Former President Ahmadinejad, speaking at Columbia University in 2007 caused a stir and quite a bit of outrage when he famously claimed ““In Iran, we don’t have homosexuals like in your country. We don’t have that in our country. In Iran, we do not have this phenomenon. I don’t know who’s told you we have it.”
The regime’s version of the truth seems to be quite different from that of virtually everyone else’s in the world, and even though this was already widely-known by most people, it was still quite an outrageous thing for him to tell such a boldfaced lie not only in front of a large crowd, but of course with reporters present to broadcast it to all.
In Iran, like every other country where human beings are found, there are some who are gay. Before the revolution, there was a far greater degree of tolerance shown toward them, even extending to some gay-friendly nightclubs.
After the revolution,homosexuality was something that became far more taboo, and gay sex itself, a ‘crime’ that was then punishable by death. One noteworthy case was the hanging of two 18 year old boys back in 2005. The official charge was that they’d raped a male child, but they rarely document these things as homosexual sex, making it easier to hide the existence of homosexuality in Iran-but also to make it impossible to track how many people are executed for this each year in Iran.
Surprisingly, where being gay is not something a person is allowed to openly be, there is a greater degree of acceptance for those who are transgender. The catch? You must first undergo gender-reassignment surgery which the government promises to give people loans for. Young gay men in particular are first told to see the Imam to discuss their ‘illness’, and told to recite their daily prayers each day in order to essentially ‘pray the gay away”.
That has about the same success rate that it does in the USA, so the next step is to see a therapist who will diagnose them with gender dysphoria, and recommend gender-reassignment surgery. Where being openly gay or engaging in gay sex is enough to get you executed, being transgender is somehow viewed as a solution. The person is then thought to be ‘turned normal’ because a woman having sex with a man is obviously fine, and vice versa. The government is even happy to grant legal documents and identification for the person’s gender change (sometimes even prior to surgery.)
Problem? Well, obviously not every gay person wants to change their gender. It is only a small percentage of people overall, in any country who genuinely feel they are transgender and desire gender reassignment/hormonal treatment to address what they view as their personal identity being different from their physical body.
Iran doesn’t actually care if someone wants to change gender or not. The choices are as follow.
- Marry someone of the opposite sex and hide your sexuality
- Change your gender and become somewhat more tolerable to society
- Leave Iran
- Stay, and risk execution for your sexuality
Unsurprisingly, many people choose to leave Iran. Turkey is the most popular destination because not only are they actually quite tolerant of gay people, with advertisements for gay clubs among other venues openly featured on travel sites, they also seem to be a good first stop for those who ultimately seek to move to the west.

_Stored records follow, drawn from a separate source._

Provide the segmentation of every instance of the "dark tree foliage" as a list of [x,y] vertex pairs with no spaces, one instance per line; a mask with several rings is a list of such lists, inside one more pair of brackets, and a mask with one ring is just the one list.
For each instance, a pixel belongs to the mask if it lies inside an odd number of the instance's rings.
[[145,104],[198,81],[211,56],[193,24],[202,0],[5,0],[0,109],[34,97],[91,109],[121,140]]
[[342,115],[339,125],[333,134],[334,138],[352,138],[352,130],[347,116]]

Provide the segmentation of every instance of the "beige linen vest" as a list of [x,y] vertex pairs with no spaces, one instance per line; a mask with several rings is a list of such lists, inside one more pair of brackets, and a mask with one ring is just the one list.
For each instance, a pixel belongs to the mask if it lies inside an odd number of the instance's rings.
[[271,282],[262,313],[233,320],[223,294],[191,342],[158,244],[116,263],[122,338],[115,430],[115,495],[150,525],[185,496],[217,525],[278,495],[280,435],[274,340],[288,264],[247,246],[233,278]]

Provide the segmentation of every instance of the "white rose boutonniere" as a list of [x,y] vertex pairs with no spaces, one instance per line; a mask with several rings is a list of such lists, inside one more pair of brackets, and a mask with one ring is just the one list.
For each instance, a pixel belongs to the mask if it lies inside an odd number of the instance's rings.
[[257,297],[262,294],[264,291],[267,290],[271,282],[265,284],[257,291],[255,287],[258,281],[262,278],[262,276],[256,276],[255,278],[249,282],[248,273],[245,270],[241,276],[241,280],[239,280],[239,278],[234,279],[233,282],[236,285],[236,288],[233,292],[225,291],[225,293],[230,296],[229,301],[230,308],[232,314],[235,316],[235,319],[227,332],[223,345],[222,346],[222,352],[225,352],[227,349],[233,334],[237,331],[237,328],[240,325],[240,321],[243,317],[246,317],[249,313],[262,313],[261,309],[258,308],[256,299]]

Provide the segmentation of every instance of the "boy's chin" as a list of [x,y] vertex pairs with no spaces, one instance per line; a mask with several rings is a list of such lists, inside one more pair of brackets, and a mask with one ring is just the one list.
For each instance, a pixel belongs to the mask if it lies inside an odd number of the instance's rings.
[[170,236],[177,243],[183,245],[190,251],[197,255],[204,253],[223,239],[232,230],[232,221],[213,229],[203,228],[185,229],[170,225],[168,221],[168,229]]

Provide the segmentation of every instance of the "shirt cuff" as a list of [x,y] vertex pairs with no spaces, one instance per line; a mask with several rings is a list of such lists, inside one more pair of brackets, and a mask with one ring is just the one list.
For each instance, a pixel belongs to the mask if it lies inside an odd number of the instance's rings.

This is a move many feel forced into by not only Iran’s societal view of homosexuality, but pressure from their own families to undergo gender surgery whether they want to or not. So unthinkable is it for a person to be gay in Iran, that drastic surgery is seen as some absolute must for those who are. One doctor was brave enough to speak in a documentary on this topic, and stated that she has seen quite a few cases of suicide following forced gender reassignment surgeries in her patient population over the years.
She identifies this as a human rights violation, which is absolutely appears to be. It would be almost impossible for most of us to imagine being forced to undergo such a surgery, let alone by our own families and circle of friends just to be accepted.
I have personally spoken with people here in the USA who came from Iran following the revolution, and have asked them “Can you tell?”, because I was curious to know, with all of the strict rules and guidelines governing public behavior, I didn’t imagine many men were out there in severely fashionable clothes drawing attention to their sexuality. One friend smirked slightly and said “You can tell. It’s the way they walk. You can’t force someone to hide something they naturally are.”
I’m not sure every gay man walks any certain way, but it’s clear that everyday Iranian people are quite aware that gay people exist among them, and it is not a secret, let alone some bit of common knowledge as Ahmadinejad so boldly claimed it to be in his speech.
We can throw that into the growing pile of ‘fake news’ coming out of Iran, right in there with women having more freedom under Islamic law than they do in the west, and free speech existing in any meaningful form in Iran.
The fact that a journalist was jailed for calling him out on that whopper of a story, is only further proof.
So, what is it like being gay in Iran?
We can’t answer that until people are allowed to be gay in Iran, unfortunately.